The History of the Castle
Prior to becoming a hotel in 1959, Shieldhill Castle was the seat of the Chancellor family for over 750 years. The Chancellors are recorded as one of the oldest families in the area, having come from France at the time of the Norman Conquests, along with the Somervilles of Carnwath, with whom there are long standing connections.
The Chancellors left the castle and moved into a new mansion house in Quothquan. In 1568 however, following the Battle of Langside, in which William Chancellor fought in the cause of Queen Mary, Regent Moray sent out a party of 500 horsemen to destroy the mansions, castles and fortalices of her adherents. The Quothquan mansion was burned to the ground. No vestiges of this residence remain.
The Chancellor family then moved back to Shieldhill Castle, where they re-roofed and rendered habitable the old tower, originally built in 1199, and which now forms the core of the present building. The original form of the tower is said to have been square, with access by the round tower on the north side, most probably added by the Chancellors in the late sixteenth century. This remained as the entrance until the major alterations of 1820, when the tower was altered and extended to form the more classical styling that can be seen today.
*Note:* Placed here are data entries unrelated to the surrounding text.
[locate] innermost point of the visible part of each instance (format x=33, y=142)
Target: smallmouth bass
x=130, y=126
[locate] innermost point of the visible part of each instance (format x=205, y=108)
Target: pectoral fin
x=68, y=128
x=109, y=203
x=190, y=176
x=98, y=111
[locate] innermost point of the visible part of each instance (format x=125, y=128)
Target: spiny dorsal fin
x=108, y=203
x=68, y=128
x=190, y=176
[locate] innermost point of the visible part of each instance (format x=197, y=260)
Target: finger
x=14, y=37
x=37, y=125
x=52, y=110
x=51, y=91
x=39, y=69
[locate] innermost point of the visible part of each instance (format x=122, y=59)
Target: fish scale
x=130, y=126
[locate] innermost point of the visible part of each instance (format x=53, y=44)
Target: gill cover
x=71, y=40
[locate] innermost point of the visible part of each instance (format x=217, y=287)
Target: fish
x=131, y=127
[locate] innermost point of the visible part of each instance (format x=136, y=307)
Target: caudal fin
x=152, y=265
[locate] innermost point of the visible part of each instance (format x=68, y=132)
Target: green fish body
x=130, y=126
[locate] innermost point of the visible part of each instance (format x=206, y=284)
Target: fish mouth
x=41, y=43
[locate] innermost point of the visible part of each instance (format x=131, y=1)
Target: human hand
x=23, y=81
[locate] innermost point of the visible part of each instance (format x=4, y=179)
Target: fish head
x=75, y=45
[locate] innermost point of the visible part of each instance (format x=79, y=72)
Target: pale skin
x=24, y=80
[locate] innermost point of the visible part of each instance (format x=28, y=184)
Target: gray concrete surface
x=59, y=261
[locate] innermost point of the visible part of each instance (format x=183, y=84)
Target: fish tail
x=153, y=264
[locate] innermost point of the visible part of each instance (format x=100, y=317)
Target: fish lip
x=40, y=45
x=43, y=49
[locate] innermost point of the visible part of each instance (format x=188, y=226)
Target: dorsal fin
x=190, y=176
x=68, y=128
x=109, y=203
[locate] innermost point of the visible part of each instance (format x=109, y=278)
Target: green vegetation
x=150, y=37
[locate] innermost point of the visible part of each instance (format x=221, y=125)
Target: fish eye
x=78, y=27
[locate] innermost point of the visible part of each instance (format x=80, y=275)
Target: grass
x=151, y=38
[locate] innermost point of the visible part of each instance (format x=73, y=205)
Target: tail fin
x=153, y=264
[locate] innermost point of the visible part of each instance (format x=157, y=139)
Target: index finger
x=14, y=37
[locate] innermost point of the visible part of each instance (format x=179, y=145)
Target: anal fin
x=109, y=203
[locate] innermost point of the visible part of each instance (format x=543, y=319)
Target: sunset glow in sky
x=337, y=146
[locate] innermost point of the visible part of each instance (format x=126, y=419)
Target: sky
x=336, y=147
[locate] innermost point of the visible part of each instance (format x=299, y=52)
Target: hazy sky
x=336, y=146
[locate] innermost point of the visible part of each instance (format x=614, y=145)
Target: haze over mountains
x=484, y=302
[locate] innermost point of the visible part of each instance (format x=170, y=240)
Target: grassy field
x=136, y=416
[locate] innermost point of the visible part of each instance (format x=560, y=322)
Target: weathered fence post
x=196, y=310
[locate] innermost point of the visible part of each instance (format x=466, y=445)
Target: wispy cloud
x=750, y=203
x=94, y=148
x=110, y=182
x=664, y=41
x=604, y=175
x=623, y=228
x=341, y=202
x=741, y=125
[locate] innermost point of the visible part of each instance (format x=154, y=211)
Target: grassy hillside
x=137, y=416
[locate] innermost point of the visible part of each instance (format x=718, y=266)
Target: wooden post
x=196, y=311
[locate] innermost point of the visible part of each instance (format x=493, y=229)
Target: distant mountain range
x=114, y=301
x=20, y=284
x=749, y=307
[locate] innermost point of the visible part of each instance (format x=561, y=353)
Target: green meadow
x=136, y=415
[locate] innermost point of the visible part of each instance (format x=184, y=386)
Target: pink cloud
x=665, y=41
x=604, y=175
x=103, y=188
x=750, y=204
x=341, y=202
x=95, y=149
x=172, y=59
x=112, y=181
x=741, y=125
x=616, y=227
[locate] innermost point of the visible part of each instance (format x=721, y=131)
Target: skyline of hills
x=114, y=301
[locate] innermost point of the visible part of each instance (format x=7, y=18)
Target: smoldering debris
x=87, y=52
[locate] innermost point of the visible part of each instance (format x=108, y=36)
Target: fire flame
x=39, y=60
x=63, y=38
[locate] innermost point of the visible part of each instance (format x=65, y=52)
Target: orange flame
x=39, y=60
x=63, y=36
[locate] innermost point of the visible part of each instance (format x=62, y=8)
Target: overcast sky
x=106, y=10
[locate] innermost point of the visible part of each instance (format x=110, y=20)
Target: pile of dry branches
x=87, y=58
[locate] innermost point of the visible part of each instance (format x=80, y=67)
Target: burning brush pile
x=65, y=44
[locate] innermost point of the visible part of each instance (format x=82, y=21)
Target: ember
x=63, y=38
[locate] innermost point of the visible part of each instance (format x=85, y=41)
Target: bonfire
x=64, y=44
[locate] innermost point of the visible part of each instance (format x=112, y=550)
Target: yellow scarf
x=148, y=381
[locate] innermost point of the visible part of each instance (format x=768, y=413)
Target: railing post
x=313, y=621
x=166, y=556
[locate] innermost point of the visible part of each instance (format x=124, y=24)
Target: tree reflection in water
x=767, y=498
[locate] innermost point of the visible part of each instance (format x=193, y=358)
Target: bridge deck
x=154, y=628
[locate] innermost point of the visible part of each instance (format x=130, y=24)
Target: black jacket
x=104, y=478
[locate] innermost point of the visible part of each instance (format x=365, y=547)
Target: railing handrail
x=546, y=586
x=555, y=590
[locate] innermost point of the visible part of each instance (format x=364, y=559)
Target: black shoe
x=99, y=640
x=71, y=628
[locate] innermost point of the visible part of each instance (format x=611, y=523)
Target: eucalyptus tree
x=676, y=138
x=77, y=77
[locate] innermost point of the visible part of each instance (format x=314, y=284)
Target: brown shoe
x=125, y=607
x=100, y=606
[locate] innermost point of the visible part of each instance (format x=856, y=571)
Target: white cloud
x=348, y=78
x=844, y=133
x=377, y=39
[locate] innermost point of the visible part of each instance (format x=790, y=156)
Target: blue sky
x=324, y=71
During the nineteenth century Shieldhill was further added to and modernised. The original door has however been preserved – entire with its stone and lock, removed from its original position to one of the faces of the old tower, where it is set in a later simple rectangular moulding.
Above the door is an engraved stone with shields, letters and a pinnacle shaped carving, reputedly part of the carved work of an altar which had been found behind the panelling of the first floor Library, which had originally been the family chapel.
The letters I.H.S. and M.A. The shield on the left is fifteenth century and bears the crest of the Chancellor family. The shield on the right is unknown. The vane which surmounts the old engraving belongs to the late seventeenth century and the initials are of James Chancellor and Margaret Levingston.